I give the odd talk to journalism students on ethics and I always start with the “golden rule” which is the basis of most world religions – and, I would say, journalistic ethics.

Treat others as you would expect to be treated yourself.

I also suggest that you don’t do anything that you wouldn’t be comfortable defending publicly before, say, a judicial inquiry.

After you’ve cleared both those hurdles, then make sure you don’t do anything which is going to lead to you being successfully sued and/or put in prison.

Buzzfeed’s publication of the Trump dossier fails in my view on the first of these grounds.

The journalistic thing to do with it is to put the allegations in detail to the Trump team and make efforts to verify them.

You don’t publish horrendously defamatory allegations based on one un-named source.

The speed with which Buzzfeed followed up the initial CNN report on this affair yesterday suggests Trump was given little time to respond.

CNN said that a two-page synopsis of the allegations had been given to Trump and Obama, but it did not go into the details.

The impression Buzzfeed’s publication was hurried is suggested by this line in its report: “The Trump administration’s transition team did not immediately respond to BuzzFeed News’ request for comment.”

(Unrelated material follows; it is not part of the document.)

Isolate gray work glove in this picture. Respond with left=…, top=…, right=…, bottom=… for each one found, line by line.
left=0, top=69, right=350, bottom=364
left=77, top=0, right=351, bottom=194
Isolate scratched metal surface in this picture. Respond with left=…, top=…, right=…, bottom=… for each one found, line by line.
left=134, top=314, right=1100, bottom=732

That speed of publication will be difficult to justify in court if Trump does opt to sue Buzzfeed (although, under the US First Amendment – Buzzfeed may believe it is covered legally).

Some 35-pages of detailed allegations will need days, if not weeks, to investigate and respond to.

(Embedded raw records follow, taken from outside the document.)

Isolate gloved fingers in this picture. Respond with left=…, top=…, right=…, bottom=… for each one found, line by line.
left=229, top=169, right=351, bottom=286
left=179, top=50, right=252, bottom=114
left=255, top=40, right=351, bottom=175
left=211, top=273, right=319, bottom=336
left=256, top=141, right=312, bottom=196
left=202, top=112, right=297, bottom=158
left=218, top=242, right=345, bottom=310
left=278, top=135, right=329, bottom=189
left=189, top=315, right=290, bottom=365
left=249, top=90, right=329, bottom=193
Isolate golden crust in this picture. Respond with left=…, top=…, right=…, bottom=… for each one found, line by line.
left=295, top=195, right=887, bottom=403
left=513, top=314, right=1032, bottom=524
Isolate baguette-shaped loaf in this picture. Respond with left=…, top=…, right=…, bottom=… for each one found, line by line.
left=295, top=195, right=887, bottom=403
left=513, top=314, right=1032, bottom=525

Trump may be a monster, but he also has a family who will have been hurt by the allegations in the Buzzfeed dossier. If they prove to be fabrications then that is again difficult to justify.

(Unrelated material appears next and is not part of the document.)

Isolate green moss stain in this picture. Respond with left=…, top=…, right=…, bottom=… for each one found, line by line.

Several UK publications have already repeated the most sordid details of the document. Given Trump’s record for litigiousness I would suggest this is unwise, even if they are accompanied by strong denials.

There is no safety in numbers when it comes to libel and, if the most damaging details prove to be untrue I would expect Trump will sue everyone who has repeated them.

Update: Why media lawyers say Trump won’t sue.

Pictures: Reuters/Mike Segar

Comments

1 thought on “The 'golden rule' of journalistic ethics and why Buzzfeed was wrong to publish Trump dossier”

  1. And if the target of the ‘allegations’ has a documented history of continuously publishing lies and fabrications which involve and personally affect people and their families who can’t afford to lock legal horns with him, what then for your principled comments? The ‘target’ has no such principles, more the pity, and rides roughshod over those that do. In my view given the unique nature of the target the Buzzfeed publication and its dissemination by others is the exception that proves the rule, and is completely understandable, ethically acceptable, and a reminder to the fence-sitters that “Sooner or later, One has to take sides if one is to remain human.”